In a recently released issue of Pediatrics (10.1542/peds.2017-4017), Dr. Kathleen Conroy and a team of colleagues share results of a quality improvement (QI) project whose goal was to ensure that at least 70% of patients referred to Early Intervention (EI) from an academic primary care clinic serving a low-income population were evaluated within 120 days of referral. The authors identified a clear need, in that prior to the intervention just half of children referred to EI were actually evaluated. Barriers to change included multiple referral paths to EI, a non-centralized EI system with overlapping geographic catchments areas, limited tracking and no ability for practices to access the state EI Registry. Strengths that the team could rely on included frequent standardized developmental screening in the practice with an excellent rate of >95% completion: thus risk for developmental delay was largely being well identified.

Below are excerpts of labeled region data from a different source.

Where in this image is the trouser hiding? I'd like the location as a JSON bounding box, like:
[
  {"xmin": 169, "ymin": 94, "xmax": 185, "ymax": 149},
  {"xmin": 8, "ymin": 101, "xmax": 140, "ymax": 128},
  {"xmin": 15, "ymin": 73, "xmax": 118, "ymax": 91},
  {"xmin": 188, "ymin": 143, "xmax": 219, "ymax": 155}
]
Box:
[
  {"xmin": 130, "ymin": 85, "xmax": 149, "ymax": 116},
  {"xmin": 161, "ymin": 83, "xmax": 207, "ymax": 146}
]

The primary care clinic included attending physicians, nurse practitioners and 66 resident physicians, so there was no lack of challenge in designing and implementing an intervention. A multidisciplinary team of stakeholders collaborated to design and carry through the intervention, which was very successful. Among the changes, two features stood out to me: 1- the active discussions with the local EI staff, which led to education and best practices to facilitate referrals, and 2- the benefit of instituting an electronic referral process, which made overall tracking possible, including tracking of those who might have previously been lost to follow up.

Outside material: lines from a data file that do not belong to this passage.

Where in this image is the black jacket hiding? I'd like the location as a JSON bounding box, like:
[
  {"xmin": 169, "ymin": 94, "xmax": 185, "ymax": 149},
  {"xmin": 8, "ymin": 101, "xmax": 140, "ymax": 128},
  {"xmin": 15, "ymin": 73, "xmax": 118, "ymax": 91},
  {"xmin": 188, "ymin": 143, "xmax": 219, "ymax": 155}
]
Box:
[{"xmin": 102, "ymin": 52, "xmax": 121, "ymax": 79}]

EI is an amazing service and has great potential to benefit children who are either at risk for delay or who have documented developmental delay, as well as their families. Early intervention services are provided under the Individuals with Disabilities Education Act (IDEA). States receive grants from the federal government and provide free (or low cost) screening, assessment and therapies. Current state law (in my state) requires the state to serve infants and toddlers who have been diagnosed with developmental delay or who have a condition putting them at risk for delay. So, in a busy clinic setting, ongoing education is needed to make sure everyone, including new trainees, are aware of the need to refer to EI. And on one hand, it can be frustrating to realize that families have the right to decline EI, and some families may strongly prefer not to have a home visitor; however, EI staff will go to the child’s daycare or any other setting to provide services, and sharing this information with the family up front can make the difference between acceptance and being “lost to follow up.” Conversely EI is not a medical diagnostic service, and does not substitute for a medical evaluation that may include referral to neurology or genetics specialists, in addition to other testing.
Dr. Kathleen Conroy and her co-authors and team members deserve great credit for their work. By sharing this quality improvement effort, others will be able to replicate the project or adapt elements to their own setting, so that EI can do what it is intended to do: benefit our youngest and most vulnerable patients.